Maren Eggert betritt als Nawal in der Rolle der traumatisierten Mutter zunächst im Pullover-Schlabber-Look aus dem Publikum die Bühne und bewahrt ihre Figur auch im weiteren Verlauf davor, in der Aura einer Schmerzensmadonna zu erstarren. Obwohl sie das Zentrum der Handlung bildet, zieht sie sich immer wieder aus der Bühnenmitte zurück, die aus zwei großen Gitterplatten mit einem Riss besteht und von amphitheater-artig ansteigenden Publikumsrängen umgeben ist. Von dort oben wird das Drama regelmäßig von den Klagegesängen von zwei Araberinnen untermalt.

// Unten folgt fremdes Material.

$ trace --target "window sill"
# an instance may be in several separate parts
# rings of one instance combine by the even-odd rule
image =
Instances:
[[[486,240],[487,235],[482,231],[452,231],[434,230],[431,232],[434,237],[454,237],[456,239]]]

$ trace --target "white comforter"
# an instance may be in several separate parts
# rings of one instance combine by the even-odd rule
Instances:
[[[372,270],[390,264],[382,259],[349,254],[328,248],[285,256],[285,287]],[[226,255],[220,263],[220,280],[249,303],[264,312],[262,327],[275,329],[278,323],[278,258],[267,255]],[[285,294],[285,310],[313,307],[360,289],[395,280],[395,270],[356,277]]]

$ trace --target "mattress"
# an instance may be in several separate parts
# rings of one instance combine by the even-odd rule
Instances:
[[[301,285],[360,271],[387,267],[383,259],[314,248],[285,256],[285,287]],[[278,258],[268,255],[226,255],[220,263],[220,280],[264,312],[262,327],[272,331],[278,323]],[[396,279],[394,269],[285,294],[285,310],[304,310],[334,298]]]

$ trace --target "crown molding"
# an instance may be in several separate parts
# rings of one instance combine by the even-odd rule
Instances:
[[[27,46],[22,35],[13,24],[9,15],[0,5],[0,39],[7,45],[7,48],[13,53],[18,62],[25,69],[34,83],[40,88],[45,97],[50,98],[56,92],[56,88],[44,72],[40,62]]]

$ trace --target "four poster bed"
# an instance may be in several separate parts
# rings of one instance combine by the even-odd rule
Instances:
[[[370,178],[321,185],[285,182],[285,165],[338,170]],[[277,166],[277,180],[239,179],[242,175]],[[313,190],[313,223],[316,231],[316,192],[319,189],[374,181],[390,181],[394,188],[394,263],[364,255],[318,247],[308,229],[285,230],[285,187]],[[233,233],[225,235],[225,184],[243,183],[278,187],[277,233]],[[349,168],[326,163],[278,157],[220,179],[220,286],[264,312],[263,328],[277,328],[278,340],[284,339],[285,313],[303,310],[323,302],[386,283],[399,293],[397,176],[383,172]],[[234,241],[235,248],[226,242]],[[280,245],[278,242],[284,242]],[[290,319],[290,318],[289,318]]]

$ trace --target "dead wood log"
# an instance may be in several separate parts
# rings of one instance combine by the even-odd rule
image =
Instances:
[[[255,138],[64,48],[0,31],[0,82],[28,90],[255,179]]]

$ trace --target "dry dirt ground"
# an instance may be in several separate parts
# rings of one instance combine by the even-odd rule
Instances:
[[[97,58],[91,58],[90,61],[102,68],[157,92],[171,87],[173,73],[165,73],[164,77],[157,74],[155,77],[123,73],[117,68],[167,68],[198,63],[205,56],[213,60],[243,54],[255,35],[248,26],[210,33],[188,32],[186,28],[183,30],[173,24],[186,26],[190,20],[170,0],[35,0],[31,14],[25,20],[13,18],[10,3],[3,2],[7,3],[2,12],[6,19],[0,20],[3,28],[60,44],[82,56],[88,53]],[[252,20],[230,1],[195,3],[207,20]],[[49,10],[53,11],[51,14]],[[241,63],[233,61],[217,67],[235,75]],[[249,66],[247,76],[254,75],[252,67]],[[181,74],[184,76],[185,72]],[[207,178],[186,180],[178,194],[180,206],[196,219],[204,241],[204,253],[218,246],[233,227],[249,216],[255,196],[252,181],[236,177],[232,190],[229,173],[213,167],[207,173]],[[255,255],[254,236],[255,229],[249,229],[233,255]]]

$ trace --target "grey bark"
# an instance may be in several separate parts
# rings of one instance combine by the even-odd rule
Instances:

Auffällig ist, wie einig sich die Kritiken in den Feuilletons waren, dass das Leiden der gequälten Figuren in einer "spröden" Inszenierung mit vielen Worten behauptet, aber letztlich für das Publikum nicht erlebbar wird. Der komplexe Aufbau der Textwüste sorgt dafür, dass die Zuschauer auf Distanz gehalten werden. Deswegen ist dieser Abend weniger kraftvoll als die antike Tragödie Ödipus Stadt zuvor auf der Großen Bühne des Deutschen Theaters.